「皇国の守護者 8 楽園の凶器」に続くシリーズ第9巻。
守原家のクーデターに対し、新城直衛とその腹心たちは自分たちが近衛部隊であるということを根拠に、一気に皇宮に入って守原軍を倒す策をたてる。天龍によって上空から皇宮に運んでもらうという奇策が成功し、近衛部隊は次々と守原軍を倒していく。しかし、激しい戦いの中で、一人の精神錯乱者によって最も愛する人々が命を奪われていっている事実を新城はまだ知らなかった……。
本巻で守原軍のクーデターに関するエピソードに決着がつく。戦闘シーンや戦術の描写の迫力は、さすが作者というところである。また、政治的な駆け引きへの目の配り方も行き届いている。

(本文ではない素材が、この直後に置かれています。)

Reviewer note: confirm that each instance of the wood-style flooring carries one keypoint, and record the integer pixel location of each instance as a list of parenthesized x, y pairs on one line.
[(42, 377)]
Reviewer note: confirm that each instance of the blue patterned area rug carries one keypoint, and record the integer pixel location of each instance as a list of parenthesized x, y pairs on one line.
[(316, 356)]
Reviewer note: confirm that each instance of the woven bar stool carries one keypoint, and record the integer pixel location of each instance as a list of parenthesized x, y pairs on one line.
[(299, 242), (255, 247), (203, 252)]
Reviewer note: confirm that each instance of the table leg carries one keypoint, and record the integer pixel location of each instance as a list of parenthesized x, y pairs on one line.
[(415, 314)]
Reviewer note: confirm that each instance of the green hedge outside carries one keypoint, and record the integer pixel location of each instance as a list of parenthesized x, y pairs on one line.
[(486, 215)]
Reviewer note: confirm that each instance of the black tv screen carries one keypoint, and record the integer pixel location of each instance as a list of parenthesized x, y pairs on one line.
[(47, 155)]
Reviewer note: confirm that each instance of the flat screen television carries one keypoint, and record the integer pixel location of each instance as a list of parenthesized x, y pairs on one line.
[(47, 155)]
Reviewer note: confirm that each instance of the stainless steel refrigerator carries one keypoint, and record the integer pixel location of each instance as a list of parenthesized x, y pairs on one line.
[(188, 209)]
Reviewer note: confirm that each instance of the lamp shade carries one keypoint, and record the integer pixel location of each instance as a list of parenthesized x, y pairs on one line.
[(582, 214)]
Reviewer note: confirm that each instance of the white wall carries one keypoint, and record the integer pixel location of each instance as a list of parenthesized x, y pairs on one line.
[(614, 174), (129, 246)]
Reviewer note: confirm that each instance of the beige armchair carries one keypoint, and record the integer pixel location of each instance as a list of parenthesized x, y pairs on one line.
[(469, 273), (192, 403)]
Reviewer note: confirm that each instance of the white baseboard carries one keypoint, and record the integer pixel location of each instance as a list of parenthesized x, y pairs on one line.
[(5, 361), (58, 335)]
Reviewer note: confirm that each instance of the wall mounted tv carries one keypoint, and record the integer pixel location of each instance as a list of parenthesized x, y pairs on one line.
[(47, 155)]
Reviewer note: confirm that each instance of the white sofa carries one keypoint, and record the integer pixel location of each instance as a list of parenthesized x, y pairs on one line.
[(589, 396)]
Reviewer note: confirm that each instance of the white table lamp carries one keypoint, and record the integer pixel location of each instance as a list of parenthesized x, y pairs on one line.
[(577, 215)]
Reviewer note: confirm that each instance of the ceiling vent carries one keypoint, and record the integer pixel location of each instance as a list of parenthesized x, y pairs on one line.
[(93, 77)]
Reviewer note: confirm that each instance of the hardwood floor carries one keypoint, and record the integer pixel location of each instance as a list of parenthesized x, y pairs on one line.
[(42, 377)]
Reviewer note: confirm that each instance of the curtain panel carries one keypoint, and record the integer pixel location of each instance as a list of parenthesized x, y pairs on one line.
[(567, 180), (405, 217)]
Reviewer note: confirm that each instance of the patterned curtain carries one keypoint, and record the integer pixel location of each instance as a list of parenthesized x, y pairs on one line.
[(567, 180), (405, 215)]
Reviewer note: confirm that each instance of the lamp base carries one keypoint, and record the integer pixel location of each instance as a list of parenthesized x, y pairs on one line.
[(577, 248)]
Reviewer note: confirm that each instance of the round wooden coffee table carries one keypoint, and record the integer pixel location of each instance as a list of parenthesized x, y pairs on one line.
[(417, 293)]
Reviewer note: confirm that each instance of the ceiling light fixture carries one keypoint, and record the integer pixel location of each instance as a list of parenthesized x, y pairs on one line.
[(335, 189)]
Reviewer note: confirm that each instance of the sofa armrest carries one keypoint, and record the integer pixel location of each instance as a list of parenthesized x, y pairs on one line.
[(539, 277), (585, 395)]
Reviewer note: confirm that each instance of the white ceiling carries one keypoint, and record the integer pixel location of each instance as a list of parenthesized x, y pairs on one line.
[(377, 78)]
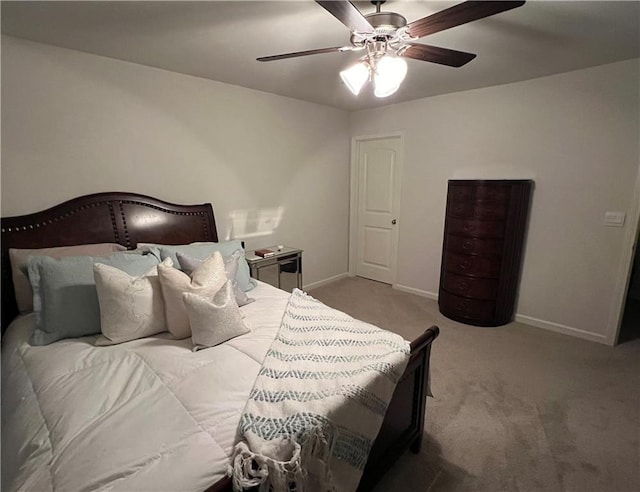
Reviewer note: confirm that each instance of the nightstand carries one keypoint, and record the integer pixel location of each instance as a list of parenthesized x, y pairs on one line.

ただ、多数の登場人物が入り乱れる中で、あまりにも描写の視点が動きすぎであるというところに、全体を把握しにくいという難点を感じる。これだけこみいった展開をするのだから、新城だけの視点で描くだけでは全体の動きはわかりづらくなるだろうが、全くの端役の視点で描かれる部分などが挿入されると、読者には逆に「木を見て森を見ず」というような状態に置かれてしまうのではないだろうか。せめて主要人物3人程度の視点にとどめておいてくれないと、物語がどう動きどう進んでいるのかがわかりにくくなってしまう。
これまでのあらすじや登場人物一覧がついていればまだそれを頼りに読み進むこともできるのだが、そういったものがつけられていないのは読者に対して不親切であるように思う。
今後は、政治的な権謀術数が展開の中心となることが予想されるだけに、そこらあたりがもう少しわかりやすくならないとさらにややこしくなってしまうのではないかと危惧するのである。